Crônica sobre o silêncio

Para um homem dado à feitura das palavras, o silêncio poderia, de antemão, parecer estranho. Assim como soaria antagônica, em tese, a conjunção de letrinhas que gera o vocábulo responsável pela sua própria ausência. Dá-se, no entanto, que o silêncio não silencia. É bem provável que, segundo o senso comum, não imita sons, não principie a música, torne inoportuna a poesia. Mas não, insisto, ele não silencia. Isso porque há palavras só pronunciáveis em silêncio. Da mesma maneira, existem passos, valsas, notas e instrumentos musicais, sambas e tocares de mãos que só se permitem dançar no silêncio. Há versos recitáveis sem que a boca desenvolva qualquer movimento.

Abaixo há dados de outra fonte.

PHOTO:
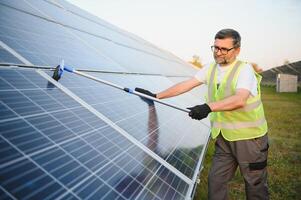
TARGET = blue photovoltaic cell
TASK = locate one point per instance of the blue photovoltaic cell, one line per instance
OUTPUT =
(6, 57)
(156, 126)
(69, 153)
(45, 43)
(98, 45)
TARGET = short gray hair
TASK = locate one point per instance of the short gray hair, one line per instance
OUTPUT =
(229, 33)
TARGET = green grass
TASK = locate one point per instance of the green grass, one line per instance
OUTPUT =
(283, 113)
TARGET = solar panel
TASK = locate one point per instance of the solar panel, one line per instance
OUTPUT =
(78, 139)
(141, 119)
(55, 152)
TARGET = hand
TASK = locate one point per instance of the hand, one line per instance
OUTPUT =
(200, 111)
(143, 91)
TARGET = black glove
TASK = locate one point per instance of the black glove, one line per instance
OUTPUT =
(200, 111)
(143, 91)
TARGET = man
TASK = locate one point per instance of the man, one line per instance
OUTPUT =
(237, 118)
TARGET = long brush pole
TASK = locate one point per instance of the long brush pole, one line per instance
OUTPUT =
(59, 70)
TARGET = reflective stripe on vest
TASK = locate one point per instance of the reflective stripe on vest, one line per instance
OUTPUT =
(243, 123)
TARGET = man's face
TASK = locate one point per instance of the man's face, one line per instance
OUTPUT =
(224, 57)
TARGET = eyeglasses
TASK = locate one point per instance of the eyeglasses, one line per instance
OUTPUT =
(223, 50)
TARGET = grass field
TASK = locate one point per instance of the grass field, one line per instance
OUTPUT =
(283, 113)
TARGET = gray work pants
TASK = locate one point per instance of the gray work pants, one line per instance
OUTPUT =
(251, 157)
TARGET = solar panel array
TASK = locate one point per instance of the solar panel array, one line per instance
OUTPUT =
(79, 139)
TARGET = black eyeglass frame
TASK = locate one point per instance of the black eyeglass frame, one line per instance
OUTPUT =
(224, 51)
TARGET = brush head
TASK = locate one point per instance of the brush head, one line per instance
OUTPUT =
(58, 71)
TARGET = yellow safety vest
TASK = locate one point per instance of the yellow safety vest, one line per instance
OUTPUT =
(240, 124)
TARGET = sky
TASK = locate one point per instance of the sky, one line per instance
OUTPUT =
(270, 29)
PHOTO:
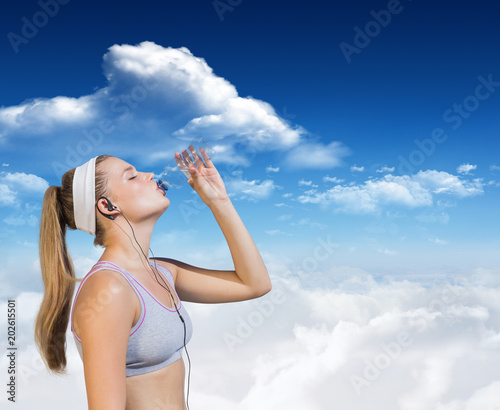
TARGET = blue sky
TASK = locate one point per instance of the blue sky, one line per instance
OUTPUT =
(390, 153)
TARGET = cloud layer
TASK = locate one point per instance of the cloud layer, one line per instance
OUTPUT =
(161, 98)
(409, 191)
(359, 343)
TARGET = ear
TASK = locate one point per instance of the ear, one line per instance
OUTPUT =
(106, 208)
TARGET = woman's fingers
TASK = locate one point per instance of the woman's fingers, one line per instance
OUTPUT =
(207, 159)
(196, 157)
(187, 158)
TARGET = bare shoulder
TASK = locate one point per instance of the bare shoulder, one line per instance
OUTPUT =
(170, 264)
(104, 317)
(105, 291)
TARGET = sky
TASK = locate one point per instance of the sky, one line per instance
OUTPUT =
(359, 144)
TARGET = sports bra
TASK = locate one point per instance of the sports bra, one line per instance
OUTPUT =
(157, 339)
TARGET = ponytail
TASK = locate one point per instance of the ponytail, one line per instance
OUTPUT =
(58, 273)
(59, 279)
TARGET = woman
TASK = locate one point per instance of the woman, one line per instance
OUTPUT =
(126, 324)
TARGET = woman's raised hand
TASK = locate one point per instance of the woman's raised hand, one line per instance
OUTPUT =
(205, 179)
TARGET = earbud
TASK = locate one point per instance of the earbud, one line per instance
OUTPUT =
(111, 207)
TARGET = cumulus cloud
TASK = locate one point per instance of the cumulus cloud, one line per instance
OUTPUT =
(315, 155)
(438, 241)
(407, 191)
(303, 182)
(166, 97)
(7, 196)
(335, 180)
(253, 190)
(13, 185)
(466, 168)
(26, 182)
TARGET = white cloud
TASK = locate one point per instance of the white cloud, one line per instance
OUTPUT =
(408, 191)
(167, 96)
(442, 182)
(27, 182)
(438, 241)
(386, 251)
(314, 155)
(7, 197)
(335, 180)
(20, 220)
(466, 168)
(442, 217)
(357, 337)
(252, 190)
(385, 168)
(303, 182)
(275, 232)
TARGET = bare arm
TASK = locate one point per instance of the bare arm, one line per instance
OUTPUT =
(104, 318)
(250, 278)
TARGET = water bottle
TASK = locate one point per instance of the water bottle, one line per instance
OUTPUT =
(176, 172)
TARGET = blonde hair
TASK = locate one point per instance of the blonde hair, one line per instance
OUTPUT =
(58, 273)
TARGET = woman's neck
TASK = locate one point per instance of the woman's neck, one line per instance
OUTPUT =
(126, 250)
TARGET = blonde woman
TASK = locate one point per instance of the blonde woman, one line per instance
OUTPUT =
(127, 317)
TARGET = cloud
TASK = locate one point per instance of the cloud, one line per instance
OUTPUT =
(466, 168)
(438, 241)
(13, 185)
(303, 182)
(20, 220)
(335, 180)
(26, 182)
(315, 155)
(385, 169)
(166, 96)
(357, 336)
(253, 190)
(386, 251)
(405, 191)
(442, 217)
(7, 197)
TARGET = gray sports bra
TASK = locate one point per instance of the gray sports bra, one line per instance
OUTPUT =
(157, 339)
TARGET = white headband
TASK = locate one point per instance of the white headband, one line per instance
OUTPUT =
(84, 197)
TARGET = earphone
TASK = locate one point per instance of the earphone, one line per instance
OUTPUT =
(111, 207)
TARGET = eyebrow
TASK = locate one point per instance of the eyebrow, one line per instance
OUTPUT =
(129, 168)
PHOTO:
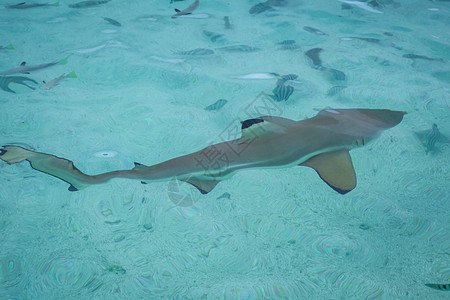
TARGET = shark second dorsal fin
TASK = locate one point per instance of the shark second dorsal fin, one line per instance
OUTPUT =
(335, 168)
(203, 185)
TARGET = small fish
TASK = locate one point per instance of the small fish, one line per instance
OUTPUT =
(287, 42)
(227, 23)
(282, 92)
(212, 36)
(112, 21)
(168, 60)
(416, 56)
(240, 48)
(284, 78)
(6, 80)
(257, 76)
(259, 8)
(313, 54)
(430, 137)
(52, 83)
(89, 3)
(224, 196)
(335, 74)
(335, 90)
(109, 44)
(10, 46)
(198, 51)
(361, 5)
(24, 5)
(24, 69)
(314, 30)
(369, 40)
(186, 11)
(441, 287)
(216, 105)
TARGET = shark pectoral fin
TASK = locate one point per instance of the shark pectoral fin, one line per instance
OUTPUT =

Um homem dado à feitura das palavras não poderia se furtar à feitura do silêncio. O fizesse, correria o risco de se manter distante da cumplicidade. É que poucas coisas dizem tanto da cumplicidade quanto o silêncio. É como quando estou, nas longas distâncias em que percorremos juntos, ao lado de Mariana no carro. Há sempre um momento em que ambos se calam. Depois de tudo o que é dito, das trocas de palavras, umas arredias, outras dóceis, umas mansas, outras ariscas, o silêncio se contempla. E fica ali – quase tangível – entre o homem e a mulher, recebendo-o e recebendo-a como quem conforta e fala de liberdade.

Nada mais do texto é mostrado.